Discovering books in charity shops

I've been reading some excellent books lately. Have almost read everything by Isabel Allende, and through my habit of browsing charity shops have accumulated a harvest of books I'm reaping through. I found a paperback copy of THE HELP in a charity shop in Beltinge where you can pick up books at boot sale prices - 50p. Not like the bigger shops who charge you three quid and more, pricing people like me out of the market. I could not put that book down, y'all! Lawdy, I read it through cover to cover on a Sunday when snow lay white and winsome all around, just the weather for reading novels set in America's Deep South. So pleased to see the film picking up all those Grammys.

In THE WORKS bookstore who do I come across but a book by my fellow countryman, Fred D'Aguiar. Me and Fred have history. He too went to Kent Uni and I went to hear him read at Ledbury a couple of years ago. I taught his Virginia Tech poem, a haunting piece of work about the massacres on campus - at Southampton. 'Course I'm pontificating, he won't remember me at tall tall. But we do have a country in common. His first novel, The Longest Memory, won the 1994 Whitbread Award. But there he was in THE WORKS, well not really him, but his book, Bethany Bettany - one sole copy waiting for his countrywoman to walk off the streets and buy it for 49p. 49p! I remember a similar purchase on London's South Bank where I picked up David Dabydeen's Turner, another Guyanese voice in a jumble of books shouting READ ME! READ ME!

And what do I find in another Charity shop, although this time for an extravagant two quid? A perfect hardback copy of Andrea Levy's THE LONG SONG. And on the same shelf? The love letters of Vita Sackville-West and Violet Trefusis.Their relationship was dramatised on television some years ago, and I remember visiting Knole and writing a poem about them. I'd also had the previlege of a writing residence at Sissinghurst  one cold and snowy winter working with another artist and a local primary school in response to Vita's poetry and the garden. (I still have the wellies.) My poem, 'Tell me Garden, what are you whispering?', was inspired by my work there, as well as by Wilson Harris' (another fine Guyanese writer) poem 'Tell me trees, what are you whispering?' and is published in my collection, After a Visit to a Botanical Garden.  

And lo! what should I get for my birthday but a Kindle!
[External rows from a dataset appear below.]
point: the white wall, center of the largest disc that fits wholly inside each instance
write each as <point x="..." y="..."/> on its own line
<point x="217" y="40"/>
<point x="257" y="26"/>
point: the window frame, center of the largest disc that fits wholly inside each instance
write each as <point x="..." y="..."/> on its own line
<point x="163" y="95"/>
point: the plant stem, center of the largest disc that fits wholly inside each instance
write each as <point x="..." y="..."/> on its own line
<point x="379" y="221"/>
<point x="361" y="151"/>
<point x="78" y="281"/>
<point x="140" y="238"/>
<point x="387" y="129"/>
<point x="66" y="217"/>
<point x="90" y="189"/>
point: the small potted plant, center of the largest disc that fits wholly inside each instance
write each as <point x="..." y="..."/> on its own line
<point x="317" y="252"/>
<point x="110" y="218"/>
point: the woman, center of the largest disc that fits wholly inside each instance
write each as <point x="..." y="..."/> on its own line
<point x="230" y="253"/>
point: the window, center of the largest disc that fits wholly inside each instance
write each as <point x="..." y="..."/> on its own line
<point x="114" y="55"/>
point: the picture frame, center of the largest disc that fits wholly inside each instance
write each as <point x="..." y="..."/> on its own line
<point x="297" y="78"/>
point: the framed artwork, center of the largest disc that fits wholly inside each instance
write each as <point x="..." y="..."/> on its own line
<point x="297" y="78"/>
I've been back in Wales just three days. Two of them were spent nose to screen reading The Girl who played with Fire. The Kindle will never take the place of turning pages for me, or discovering books in shops. But the book is the thing.

So will I have time to write? Sure! Every book I read fills me with a kind of wonder. Speaks, inspires and makes me appreciate this wonderful conversation we're all having with each other.